In the forests of the night

 
Last Updated: Saturday 04 July 2015

THE TRADE sanctions imposed by the United States on Taiwan for the latter's alleged reluctance in cracking down on trafficking in tigers and rhinoceroses is bound to further fuel the debate over use of the levers of trade as a means of enforcing environmental discipline. Predictably, the US move has evoked swift and sharp reaction from Taiwan, which stands to lose trade to the tune of $25 million as a result of the sanction. It can be easily conceded that Taiwan's efforts in stopping illegal trade in wildlife are less than convincing. In fact, there are also those who believe that Taiwan's attitude has also frustrated efforts to save the tiger.

Despite this, it is difficult to argue in favour of the Clinton administration's strategy to make Taiwan fall in line. For one, it is difficult to believe that the impact of the ban would be so severe on Taiwan that the erring country would immediately swing into action and plug the illegitimate trade routes. Second, even if the official machinery were to really pull its act together, there is little to suggest that traders of these lucrative items would not find other markets.

In its haste to enforce environmental discipline through sheer muscle, the US government seems to have overlooked the simple fact that Taiwanese animal traffickers are not the only ones who benefit from the killings of these animals. As long as there are others in the chain of smugglers who stand to gain by bestial killing, the tiger will not be safe in its habitat. Poaching, unfortunately, has been made easier by the reluctance, and often hostility, of the people occupying the areas around the forests. It is now a truism that if the endangered wildlife is to be saved, the people in the proximity of the animals' habitat have to be involved. The dismal impact of Project Tiger, if anything, should be sufficient to bring home this point.
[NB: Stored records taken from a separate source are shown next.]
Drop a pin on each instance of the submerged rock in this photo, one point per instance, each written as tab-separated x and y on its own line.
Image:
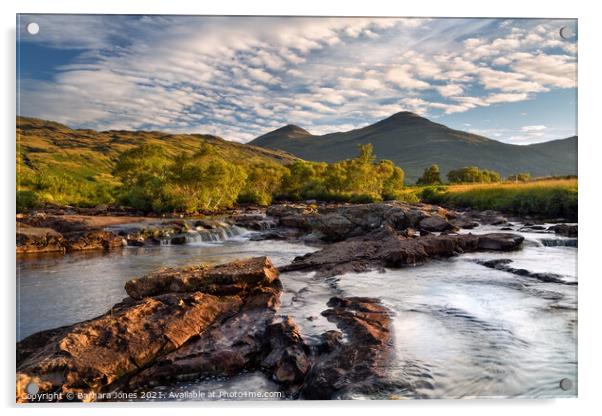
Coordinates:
230	278
90	356
388	248
565	230
86	357
359	364
504	265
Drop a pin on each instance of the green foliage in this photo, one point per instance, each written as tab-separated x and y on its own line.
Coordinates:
263	182
354	180
431	176
472	174
520	177
544	199
34	189
26	200
187	183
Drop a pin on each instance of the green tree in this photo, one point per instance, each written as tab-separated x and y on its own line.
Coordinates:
430	176
263	182
143	172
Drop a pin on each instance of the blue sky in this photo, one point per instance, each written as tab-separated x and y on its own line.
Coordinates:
239	77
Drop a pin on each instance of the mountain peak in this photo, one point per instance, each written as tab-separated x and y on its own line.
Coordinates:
405	116
293	129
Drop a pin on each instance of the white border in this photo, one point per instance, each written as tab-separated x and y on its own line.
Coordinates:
590	120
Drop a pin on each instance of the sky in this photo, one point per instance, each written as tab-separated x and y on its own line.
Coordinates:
512	80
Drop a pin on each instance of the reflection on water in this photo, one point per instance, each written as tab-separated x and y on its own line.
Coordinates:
461	329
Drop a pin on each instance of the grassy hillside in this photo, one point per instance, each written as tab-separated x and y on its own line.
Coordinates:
550	199
75	167
414	143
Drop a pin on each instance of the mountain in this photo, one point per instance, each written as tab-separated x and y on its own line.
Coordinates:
414	142
87	154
The Indian experience clearly shows that government officials -- whether in New Delhi or in Washington -- cannot save the tiger. Thus the US decision is unlikely to enthuse a large section of people concerned about the future of endangered wildlife species. In fact, the US logic for keeping China out of the ambit of the trade sanctions will lend more weight to the argument (as Taiwan has already alleged) that trade sanctions can be used to discipline only the weak.